Abstract
Several critical epidemiological facts underscore the urgent need to address non-alcoholic fatty liver disease (NAFLD) in type 2 diabetes (T2D):
NAFLD is the most common liver disease in Canada, affecting approximately one in four Canadians;
NAFLD is projected to become the number one leading indication for liver transplant by 2025;
Individuals with T2D are at the greatest risk of liver disease progression in NAFLD; T2D is the main predictor of NAFLD-related liver fibrosis and mortality.
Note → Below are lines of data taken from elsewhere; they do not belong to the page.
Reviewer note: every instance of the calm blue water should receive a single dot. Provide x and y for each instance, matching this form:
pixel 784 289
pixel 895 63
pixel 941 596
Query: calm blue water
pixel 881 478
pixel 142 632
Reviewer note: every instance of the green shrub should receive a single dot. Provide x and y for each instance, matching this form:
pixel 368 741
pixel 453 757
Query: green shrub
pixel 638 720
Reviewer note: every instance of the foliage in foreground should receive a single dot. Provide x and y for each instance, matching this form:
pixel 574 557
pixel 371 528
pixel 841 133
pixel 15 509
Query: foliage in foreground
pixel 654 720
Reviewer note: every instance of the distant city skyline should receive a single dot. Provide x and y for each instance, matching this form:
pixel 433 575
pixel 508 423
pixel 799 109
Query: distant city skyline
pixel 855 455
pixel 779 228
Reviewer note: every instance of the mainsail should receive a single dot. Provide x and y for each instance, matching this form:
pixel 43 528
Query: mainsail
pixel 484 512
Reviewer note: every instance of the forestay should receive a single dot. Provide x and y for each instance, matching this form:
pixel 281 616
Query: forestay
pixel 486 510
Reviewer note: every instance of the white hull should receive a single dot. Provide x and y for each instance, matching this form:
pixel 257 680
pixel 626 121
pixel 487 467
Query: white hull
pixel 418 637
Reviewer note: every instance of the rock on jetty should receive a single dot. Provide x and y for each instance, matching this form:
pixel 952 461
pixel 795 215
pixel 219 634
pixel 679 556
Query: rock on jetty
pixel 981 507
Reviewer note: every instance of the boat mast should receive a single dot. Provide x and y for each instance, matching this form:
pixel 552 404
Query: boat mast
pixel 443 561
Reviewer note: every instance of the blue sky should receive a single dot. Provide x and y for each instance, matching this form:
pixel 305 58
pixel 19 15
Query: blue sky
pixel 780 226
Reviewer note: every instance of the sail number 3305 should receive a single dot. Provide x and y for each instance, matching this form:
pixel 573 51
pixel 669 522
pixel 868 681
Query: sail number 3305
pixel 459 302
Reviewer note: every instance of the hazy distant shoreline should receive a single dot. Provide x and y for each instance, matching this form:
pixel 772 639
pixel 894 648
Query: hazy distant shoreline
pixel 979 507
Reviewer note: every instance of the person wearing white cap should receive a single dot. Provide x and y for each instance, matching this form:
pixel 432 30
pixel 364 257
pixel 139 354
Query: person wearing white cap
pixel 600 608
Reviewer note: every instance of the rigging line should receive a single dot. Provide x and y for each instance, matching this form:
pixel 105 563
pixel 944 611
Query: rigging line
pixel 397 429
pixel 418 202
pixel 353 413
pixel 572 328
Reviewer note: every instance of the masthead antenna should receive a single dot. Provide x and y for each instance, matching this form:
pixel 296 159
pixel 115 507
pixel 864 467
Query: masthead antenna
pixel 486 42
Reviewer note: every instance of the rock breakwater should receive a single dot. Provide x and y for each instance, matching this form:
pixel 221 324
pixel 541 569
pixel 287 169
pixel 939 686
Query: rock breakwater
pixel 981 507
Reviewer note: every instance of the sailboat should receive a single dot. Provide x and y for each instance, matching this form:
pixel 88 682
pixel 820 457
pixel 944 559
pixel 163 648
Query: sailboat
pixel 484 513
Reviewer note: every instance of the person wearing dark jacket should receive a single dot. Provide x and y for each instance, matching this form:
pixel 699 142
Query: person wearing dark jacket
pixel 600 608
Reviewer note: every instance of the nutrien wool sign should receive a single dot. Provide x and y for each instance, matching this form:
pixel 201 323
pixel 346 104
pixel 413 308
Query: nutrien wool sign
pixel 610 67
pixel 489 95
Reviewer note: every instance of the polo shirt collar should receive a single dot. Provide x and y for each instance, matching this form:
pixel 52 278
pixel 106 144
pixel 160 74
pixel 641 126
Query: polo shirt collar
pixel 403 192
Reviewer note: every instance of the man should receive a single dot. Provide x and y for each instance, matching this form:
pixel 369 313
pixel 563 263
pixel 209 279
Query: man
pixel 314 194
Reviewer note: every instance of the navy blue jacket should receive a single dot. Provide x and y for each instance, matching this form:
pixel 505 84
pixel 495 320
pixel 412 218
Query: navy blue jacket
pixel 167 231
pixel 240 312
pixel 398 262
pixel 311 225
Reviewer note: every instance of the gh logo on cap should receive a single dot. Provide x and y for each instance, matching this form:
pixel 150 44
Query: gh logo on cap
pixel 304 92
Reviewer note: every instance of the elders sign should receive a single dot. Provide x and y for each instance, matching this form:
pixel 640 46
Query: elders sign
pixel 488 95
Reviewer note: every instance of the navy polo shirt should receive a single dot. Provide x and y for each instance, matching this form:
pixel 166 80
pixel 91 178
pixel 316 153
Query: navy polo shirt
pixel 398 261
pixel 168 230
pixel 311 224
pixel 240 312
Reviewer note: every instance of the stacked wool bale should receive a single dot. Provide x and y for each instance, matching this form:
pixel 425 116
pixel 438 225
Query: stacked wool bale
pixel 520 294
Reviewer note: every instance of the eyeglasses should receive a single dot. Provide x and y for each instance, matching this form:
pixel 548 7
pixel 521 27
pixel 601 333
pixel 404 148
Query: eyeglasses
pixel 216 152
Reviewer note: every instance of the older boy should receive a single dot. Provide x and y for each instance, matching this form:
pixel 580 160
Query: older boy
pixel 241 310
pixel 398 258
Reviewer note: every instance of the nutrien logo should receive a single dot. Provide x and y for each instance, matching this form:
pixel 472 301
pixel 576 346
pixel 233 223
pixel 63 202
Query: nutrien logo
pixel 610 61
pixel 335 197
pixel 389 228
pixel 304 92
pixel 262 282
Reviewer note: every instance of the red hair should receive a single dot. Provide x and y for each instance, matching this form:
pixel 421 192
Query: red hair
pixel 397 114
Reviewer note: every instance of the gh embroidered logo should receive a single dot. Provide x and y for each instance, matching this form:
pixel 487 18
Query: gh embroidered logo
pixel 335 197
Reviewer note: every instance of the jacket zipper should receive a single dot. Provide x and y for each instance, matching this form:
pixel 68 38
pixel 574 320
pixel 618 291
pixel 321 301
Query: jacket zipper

To put this into clinical perspective, consider the following fictitious case: A 45-year-old teetotaler, Caucasian woman with T2D and a body mass index (BMI) of 32 kg/m2, with no microvascular or macrovascular complications, was incidentally found to have “fatty liver” on abdominal ultrasound. ALT and AST were both within normal range. She was recommended to lose weight and control A1C. Twelve years later, she developed hematemesis and liver biopsy confirmed end-stage liver cirrhosis, with hepatocellular carcinoma. She was scheduled to undergo a liver transplant at age 59.
Despite the three established facts presented above and an abundance of cases similar to the one presented here, currently NAFLD is not being addressed during routine diabetes care as a complication of T2D.